Facebook’s face recognition algorithms can also work out who’s in an image, so more relationships and associations there. If kids aren’t being taught about graph theory in school from a very young age, they should be… (So for example, here’s a nice story about what you can do with edges: SELECTION AND RANKING OF COMMENTS FOR PRESENTATION TO SOCIAL NETWORKING SYSTEM USERS. Here’s a completely impenetrable one: SYSTEMS, METHODS, AND APPARATUSES FOR IMPLEMENTING AN INTERFACE TO VIEW AND EXPLORE SOCIALLY RELEVANT CONCEPTS OF AN ENTITY GRAPH.)

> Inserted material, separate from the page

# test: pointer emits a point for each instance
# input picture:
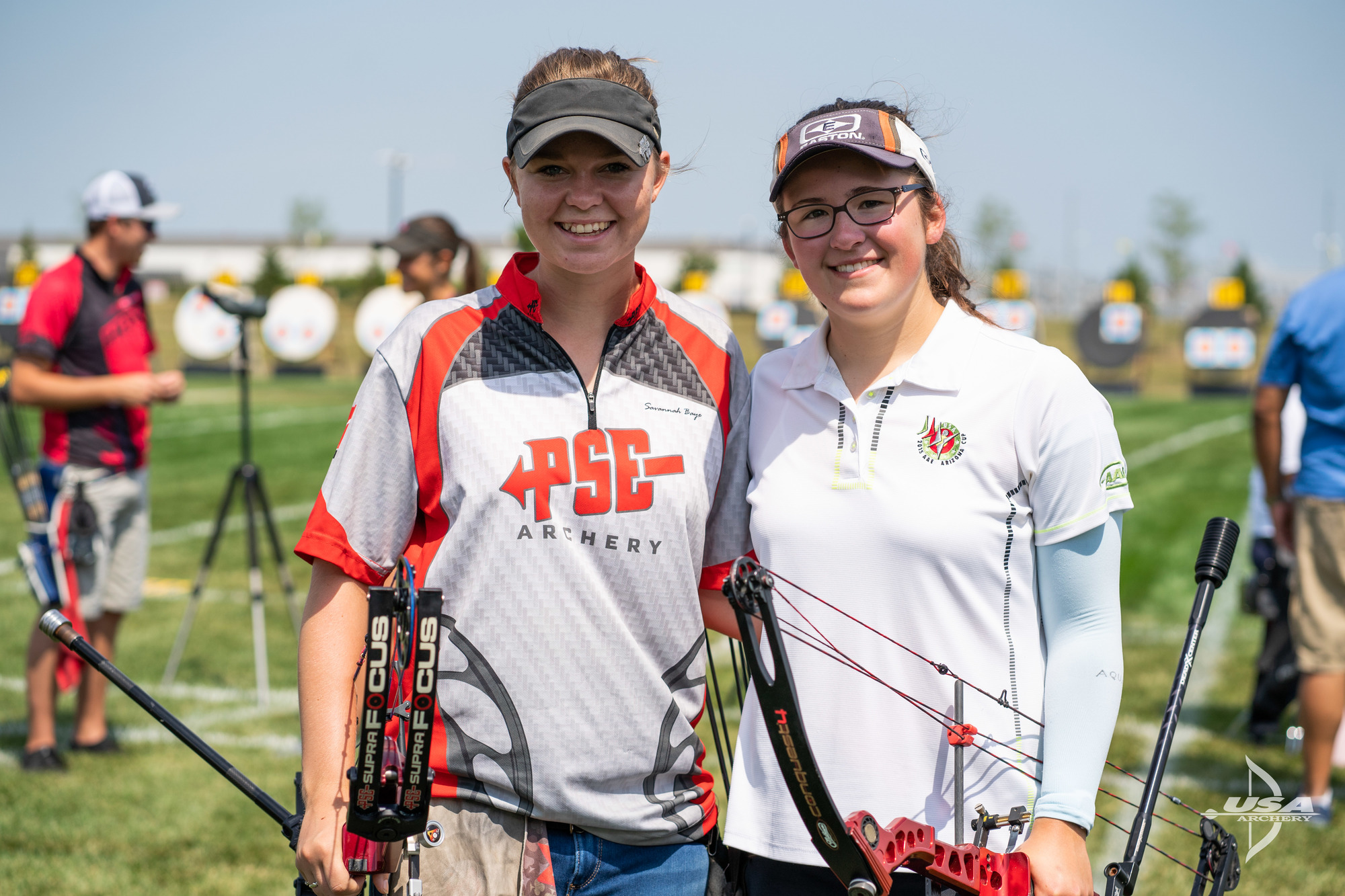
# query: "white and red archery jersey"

Here’s another one – hinting at Facebook’s role as a future publisher:
An online publisher provides content items such as advertisements to users. To enable publishers to provide content items to users who meet targeting criteria of the content items, an exchange server aggregates data about the users. The exchange server receives user data from two or more sources, including a social networking system and one or more other service providers. To protect the user’s privacy, the social networking system and the service providers may provide the user data to the exchange server without identifying the user. The exchange server tracks each unique user of the social networking system and the service providers using a common identifier, enabling the exchange server to aggregate the users’ data. The exchange server then applies the aggregated user data to select content items for the users, either directly or via a publisher.
I don’t really see what’s clever about this – using an ad serving engine to serve content – even though Business Insider try to talk it up (Facebook just filed a fascinating patent that could seriously hurt Google’s ad revenue). I pondered something related to this way back when, but never really followed it through: Contextual Content Server, Courtesy of Google? (2008), Contextual Content Delivery on Higher Ed Websites Using Ad Servers (2010), or Using AdServers Across Networked Organisations (2014). Note also this remark on the the University of Bedfordshire using Google Banner Ads as On-Campus Signage (2011).

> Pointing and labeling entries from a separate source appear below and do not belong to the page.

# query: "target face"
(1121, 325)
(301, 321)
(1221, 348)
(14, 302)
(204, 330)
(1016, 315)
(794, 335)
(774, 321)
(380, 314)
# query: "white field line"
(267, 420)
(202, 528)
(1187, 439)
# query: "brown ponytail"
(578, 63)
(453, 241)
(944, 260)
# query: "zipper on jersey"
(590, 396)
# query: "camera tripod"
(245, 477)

(By the by, I also note that Google has a complementary service where it makes content recommendations relating to content on your own site via AdSense widgets: Google Matched Content.)
PS not totally unrelated, perhaps, a recent essay by Bruce Schneier on the need to regulate the emerging automatic face recognition industry: Automatic Face Recognition and Surveillance.

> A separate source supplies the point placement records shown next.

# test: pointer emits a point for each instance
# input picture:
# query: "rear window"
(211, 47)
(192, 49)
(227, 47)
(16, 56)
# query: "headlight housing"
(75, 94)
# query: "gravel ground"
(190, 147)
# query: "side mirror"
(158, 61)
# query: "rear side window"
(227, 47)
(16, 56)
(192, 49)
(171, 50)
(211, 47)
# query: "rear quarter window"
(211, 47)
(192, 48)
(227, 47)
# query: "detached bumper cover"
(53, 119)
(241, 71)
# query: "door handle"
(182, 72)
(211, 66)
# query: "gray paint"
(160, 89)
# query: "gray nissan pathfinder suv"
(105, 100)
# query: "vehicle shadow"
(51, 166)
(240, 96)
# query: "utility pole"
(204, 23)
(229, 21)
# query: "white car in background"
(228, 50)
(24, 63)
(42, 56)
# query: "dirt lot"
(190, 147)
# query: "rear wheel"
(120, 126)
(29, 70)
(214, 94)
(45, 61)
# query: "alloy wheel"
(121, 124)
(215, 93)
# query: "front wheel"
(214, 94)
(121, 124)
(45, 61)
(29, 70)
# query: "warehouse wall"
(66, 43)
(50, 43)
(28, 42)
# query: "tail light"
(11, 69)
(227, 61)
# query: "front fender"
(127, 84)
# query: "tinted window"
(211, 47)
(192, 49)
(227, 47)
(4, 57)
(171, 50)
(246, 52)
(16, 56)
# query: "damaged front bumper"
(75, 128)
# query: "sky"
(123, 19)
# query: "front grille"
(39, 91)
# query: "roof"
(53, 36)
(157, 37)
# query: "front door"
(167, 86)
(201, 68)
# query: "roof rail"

Long time readers will know I was – am – a huge fan of RSS and Atom, simple feed based protocols for syndicating content and attachment links, even going so far as to write a manifesto of a sort at one point (We Ignore RSS at OUr Peril).
This blog, and the earlier archived version of it, are full of reports and recipes around various RSS experiments and doodles, although in more recent years I haven’t really been using RSS as a creative medium that much, if at all.
But today I noticed this on the official Facebook developer blog: Publishing Instant Articles Directly From Your Content Management System [Instant Article docs]. Or more specifically, this:
When publishers get started with Instant Articles, they provide an RSS feed of their articles to Facebook, a format that most Content Management Systems already support. Once this RSS feed is set up, Instant Articles automatically loads new stories as soon as they are published to the publisher’s website and apps. Updates and corrections are also automatically captured via the RSS feed so that breaking news remains up to date.
So… Facebook will use RSS to synch content into Facebook from publishers’ CMS’.
Depending on the agreement Facebook has with the publishers, it may require that those feeds are private, rather than public, feeds that sink the the content directly into Facebook.
But I wonder, will it also start sinking content from other independent publishers into the Facebook platform via those open feeds, providing even less reason for Facebook users to go elsewhere as it drops bits of content from the open web into closed, personal Facebook News Feeds? Hmmm…
There seems to be another sort of a grab for attention going on too:
Each Instant Article is associated with the URL where the web version is hosted on the publisher’s website. This means that Instant Articles are open and compatible with all of the ways that people share links around the web today:
- When a friend or page you follow shares a link in your News Feed, we check to see if there is an Instant Article associated with that URL. If so, you will see it as an Instant Article. If not, it will open on the web browser.
- When you share an Instant Article on Facebook or using email, SMS, or Twitter, you are sharing the link to the publisher website so anyone can open the article no matter what platform they use.
Associating each Instant Article with a URL makes it easy for publishers to adopt Instant Articles without changing their publishing workflows and means that people can read and share articles without thinking about the platform or technology behind the scenes.
Something like this maybe?
Which is to say, this?
Or maybe not. Maybe there is some enlightened self interest in this, and perhaps Facebook will see a reason to start letting its content out via open syndication formats, like RSS.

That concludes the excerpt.